10. But we should still probably discuss sex before we do it. If you're dating a pre-op girl, there are many things to consider that might not come up when dating cis women. For example: oral stimulation. How comfortable does the man feel performing it, and how comfortable is the woman receiving it? Some pre-op trans girls are opposed to having their penis touched and some are comfortable with it as long as the guy is comfortable. This is a relationship and what happens between those four walls is something that is shared between you two. So if your male partner is more inclined to give oral or even be penetrated, have at it. Just talk it out first.

11. Dating a trans woman does not make you gay. Dating a trans woman is ultimately dating a woman; what you are attracted to physically is typically her femininity. We are not men. Yes, we were born boys and some of us may have the same genitals, however, there is more to a relationship than just your junk. And hey, there are many "straight" couples who incorporate "pegging" or strap-ons into their sex lives. The labels are just not necessary. Love is love.

12. I am not an experiment.
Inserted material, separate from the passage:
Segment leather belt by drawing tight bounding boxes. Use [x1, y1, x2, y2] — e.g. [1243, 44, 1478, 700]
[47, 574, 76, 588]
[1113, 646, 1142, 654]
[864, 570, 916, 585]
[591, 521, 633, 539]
I am not your lab rat or personal science experiment. It's already hard for a trans girl to genuinely date or be in a relationship, because of, oh, I don't know: points nos. 1–11. Guys, be very clear and up-front about what you are seeking. If it's not something the woman is looking for, then move on.

13. No, not all trans women are porn stars. If you came into the relationship thinking you were about to have the wildest, best sex that makes you pop like warm champagne, you might need to reconsider. Porn is fantasy; not every girl is going to give you Mia Bella in sexy lingerie and serve you a platter of the raunchiest sex you've had. Don't let porn overshadow the girl.

14. Be accepting and supportive of the transition. There are so many steps within our transition, and more than likely each of them costs a substantial amount of money. From hormones and laser hair removal to breast augmentations and SRS (sexual reassignment surgery). You have to be patient because it truly costs for us to be the woman we see ourselves as. Don't be the guy to lose out on a great girl because she hasn't had her breasts done yet.